On 22 April, Baidu announced that its ERNIE Bot 4.0 has topped the Chinese list in Tsinghua University’s latest assessment and ranking of large language models (LLMs). However, it still lags behind international competitors such as OpenAI’s GPT-4 and Anthropic’s Claude-3 models.
The assessment is based on a framework called SuperBench, developed by the Basic Model Research Centre of Tsinghua University in collaboration with the Zhongguancun Laboratory. 14 LLMs representative of the current landscape were tested and ranked on multiple capabilities. According to the South China Morning Post, overseas LLMs like GPT-4 and Claude-3 rank higher on multiple fronts, “including semantic comprehension, coding abilities and alignment with human commands.”
Apart from topping the list among Chinese LLMs, ERNIE Bot performs well in certain capabilities such as Chinese language comprehension, and leads the board with 0.41-points over the second place entrant, Zhipu AI’s GLM-4. In mathematical capabilities and semantic comprehension, ERNIE 4.0 ties with Claude-3 as number 1 while the GPT-4 models rank number 4 and 5 respectively. Notably, in human command alignment, ERNIE 4 ranked number 2, only 0.03 points behind GPT-4. ERNIE 4 also tops the safety and security capability, leading the pack with 89.1, 1 point above GPT-4 Turbo in second place.

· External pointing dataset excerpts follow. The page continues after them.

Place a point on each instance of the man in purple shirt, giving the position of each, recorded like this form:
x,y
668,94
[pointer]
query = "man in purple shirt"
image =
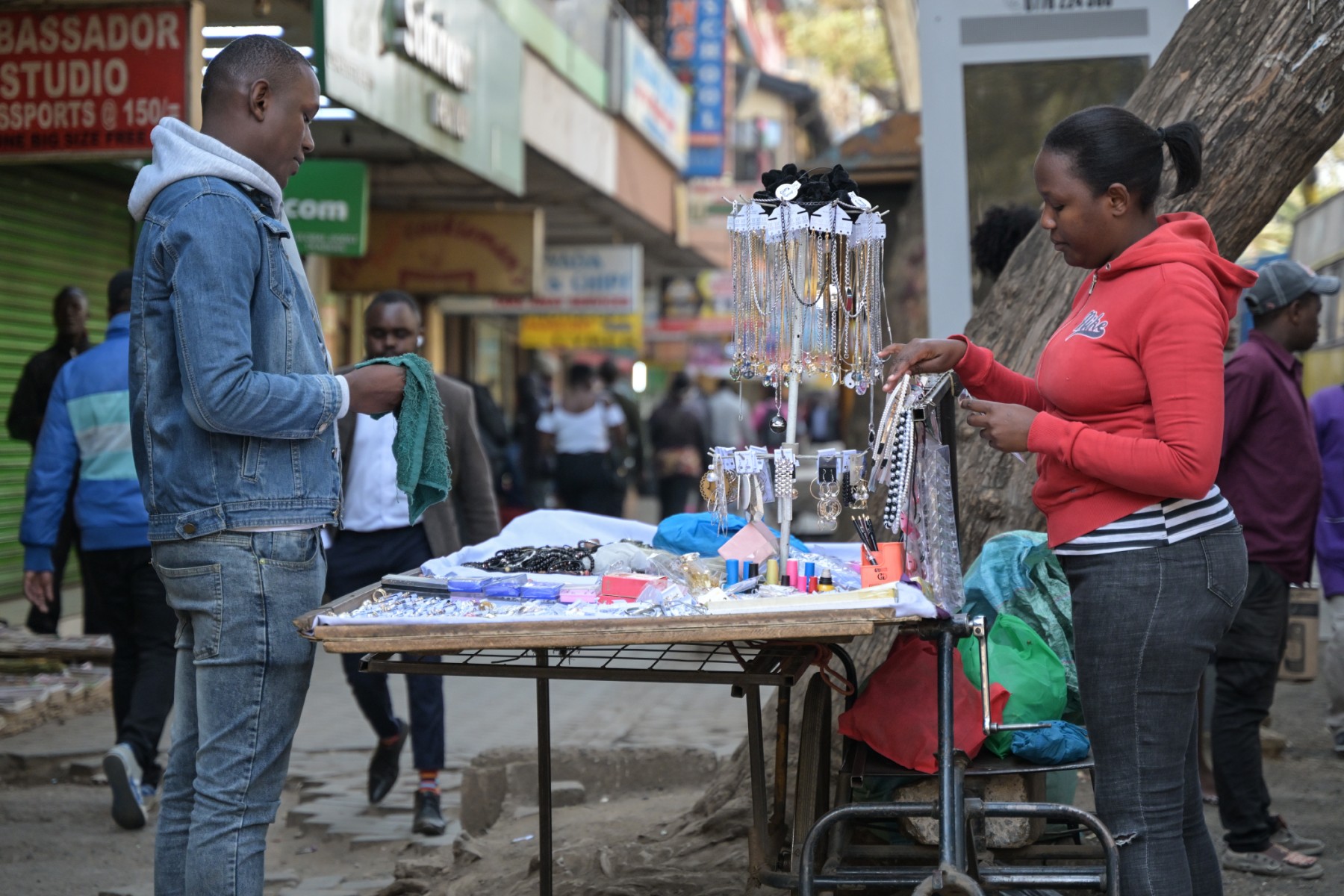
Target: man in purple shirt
x,y
1272,476
1328,413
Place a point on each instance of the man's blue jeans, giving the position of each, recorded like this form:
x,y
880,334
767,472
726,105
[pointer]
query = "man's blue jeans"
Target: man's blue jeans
x,y
1145,625
241,680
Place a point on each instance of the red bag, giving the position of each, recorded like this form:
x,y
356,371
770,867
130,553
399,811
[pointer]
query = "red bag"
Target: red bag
x,y
897,714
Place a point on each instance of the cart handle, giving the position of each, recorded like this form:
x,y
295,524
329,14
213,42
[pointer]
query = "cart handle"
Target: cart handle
x,y
979,630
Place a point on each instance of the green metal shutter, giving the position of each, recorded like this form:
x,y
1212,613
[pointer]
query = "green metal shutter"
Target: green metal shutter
x,y
60,225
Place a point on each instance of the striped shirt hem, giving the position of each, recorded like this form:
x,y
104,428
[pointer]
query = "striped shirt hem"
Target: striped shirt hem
x,y
1166,523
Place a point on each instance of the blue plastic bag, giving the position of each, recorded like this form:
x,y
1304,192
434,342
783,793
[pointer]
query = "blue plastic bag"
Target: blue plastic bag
x,y
1054,746
699,534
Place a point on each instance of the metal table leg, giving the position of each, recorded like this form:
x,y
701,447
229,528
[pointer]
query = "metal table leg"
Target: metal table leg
x,y
759,837
952,806
544,768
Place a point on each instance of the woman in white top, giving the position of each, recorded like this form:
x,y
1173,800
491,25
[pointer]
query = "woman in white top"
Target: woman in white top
x,y
581,430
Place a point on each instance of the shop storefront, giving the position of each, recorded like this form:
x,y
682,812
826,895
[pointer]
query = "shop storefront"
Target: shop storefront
x,y
80,92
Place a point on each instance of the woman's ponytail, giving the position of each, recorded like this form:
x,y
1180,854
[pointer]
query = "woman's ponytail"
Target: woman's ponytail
x,y
1186,144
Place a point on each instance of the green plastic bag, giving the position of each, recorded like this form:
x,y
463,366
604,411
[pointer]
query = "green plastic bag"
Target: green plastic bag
x,y
1016,573
1027,668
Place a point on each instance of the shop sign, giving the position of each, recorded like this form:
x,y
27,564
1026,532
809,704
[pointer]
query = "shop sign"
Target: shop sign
x,y
492,253
652,100
567,332
577,280
698,54
591,280
445,74
94,81
327,205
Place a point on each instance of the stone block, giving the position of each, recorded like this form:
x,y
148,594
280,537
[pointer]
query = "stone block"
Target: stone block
x,y
567,793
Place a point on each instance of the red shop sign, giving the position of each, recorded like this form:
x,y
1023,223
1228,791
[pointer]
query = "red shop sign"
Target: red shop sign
x,y
93,81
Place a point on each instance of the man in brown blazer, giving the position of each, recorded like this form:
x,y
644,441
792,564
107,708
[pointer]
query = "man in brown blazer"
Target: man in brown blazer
x,y
379,538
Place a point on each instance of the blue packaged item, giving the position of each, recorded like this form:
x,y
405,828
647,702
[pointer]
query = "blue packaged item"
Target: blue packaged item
x,y
539,591
699,534
504,586
1054,746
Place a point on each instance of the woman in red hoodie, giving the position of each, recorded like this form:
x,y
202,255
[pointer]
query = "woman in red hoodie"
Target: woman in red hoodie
x,y
1125,417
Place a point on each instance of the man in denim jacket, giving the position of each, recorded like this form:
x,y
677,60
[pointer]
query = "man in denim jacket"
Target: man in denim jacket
x,y
233,413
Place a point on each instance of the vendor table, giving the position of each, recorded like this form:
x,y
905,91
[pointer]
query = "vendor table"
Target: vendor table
x,y
746,652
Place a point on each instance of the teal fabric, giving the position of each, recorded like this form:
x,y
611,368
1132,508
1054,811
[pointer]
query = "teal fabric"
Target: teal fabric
x,y
421,444
1016,573
1026,667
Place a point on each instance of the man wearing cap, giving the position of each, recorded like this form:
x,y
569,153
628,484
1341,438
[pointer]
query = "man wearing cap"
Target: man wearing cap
x,y
85,438
1272,476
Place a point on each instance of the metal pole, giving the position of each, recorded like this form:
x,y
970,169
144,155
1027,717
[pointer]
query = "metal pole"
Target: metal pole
x,y
948,795
544,768
781,766
759,837
791,429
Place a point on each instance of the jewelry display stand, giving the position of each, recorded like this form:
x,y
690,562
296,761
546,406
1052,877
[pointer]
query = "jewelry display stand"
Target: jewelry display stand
x,y
808,299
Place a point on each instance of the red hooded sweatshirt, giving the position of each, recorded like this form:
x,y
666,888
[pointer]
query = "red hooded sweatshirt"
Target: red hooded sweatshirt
x,y
1130,386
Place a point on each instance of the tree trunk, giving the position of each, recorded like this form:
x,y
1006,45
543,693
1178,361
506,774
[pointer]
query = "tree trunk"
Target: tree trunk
x,y
1263,81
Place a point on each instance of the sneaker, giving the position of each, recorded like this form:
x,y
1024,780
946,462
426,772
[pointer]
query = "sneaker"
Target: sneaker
x,y
386,765
1272,862
429,817
1288,840
128,806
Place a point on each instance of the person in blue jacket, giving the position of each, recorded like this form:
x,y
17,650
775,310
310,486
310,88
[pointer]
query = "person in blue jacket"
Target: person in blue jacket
x,y
87,433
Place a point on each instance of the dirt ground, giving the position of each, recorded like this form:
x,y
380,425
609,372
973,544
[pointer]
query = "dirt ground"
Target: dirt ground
x,y
58,839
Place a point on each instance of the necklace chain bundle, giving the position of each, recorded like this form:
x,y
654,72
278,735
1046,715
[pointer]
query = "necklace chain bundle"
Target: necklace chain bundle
x,y
813,276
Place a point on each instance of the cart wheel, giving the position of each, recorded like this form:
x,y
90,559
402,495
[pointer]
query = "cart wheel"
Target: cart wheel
x,y
813,785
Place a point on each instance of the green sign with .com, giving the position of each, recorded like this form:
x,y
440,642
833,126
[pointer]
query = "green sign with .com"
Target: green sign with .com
x,y
327,205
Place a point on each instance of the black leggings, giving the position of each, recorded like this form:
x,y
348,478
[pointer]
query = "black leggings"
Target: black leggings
x,y
586,482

Baidu boasts over 200 million users of ERNIE since its launch last March, with over 200 million daily application programming interface (API) uses. Although the gap still exists between Chinese and international LLMs, the Tsinghua study shows that it has been narrowing. With the ERNIE Bot and GLM-4 leading the charge, Alibaba’s Tongyi Qianwen 2.1 and Kimi chatbot by the start-up Moonshot AI ranked equally high on the list. Zhipu AI has raised over 2.5 billion RMB (345 million USD) while Beijing-based Moonshot AI also raised 1 billion USD this February. It is an exciting time as the AI landscape is quickly shifting in China and the world.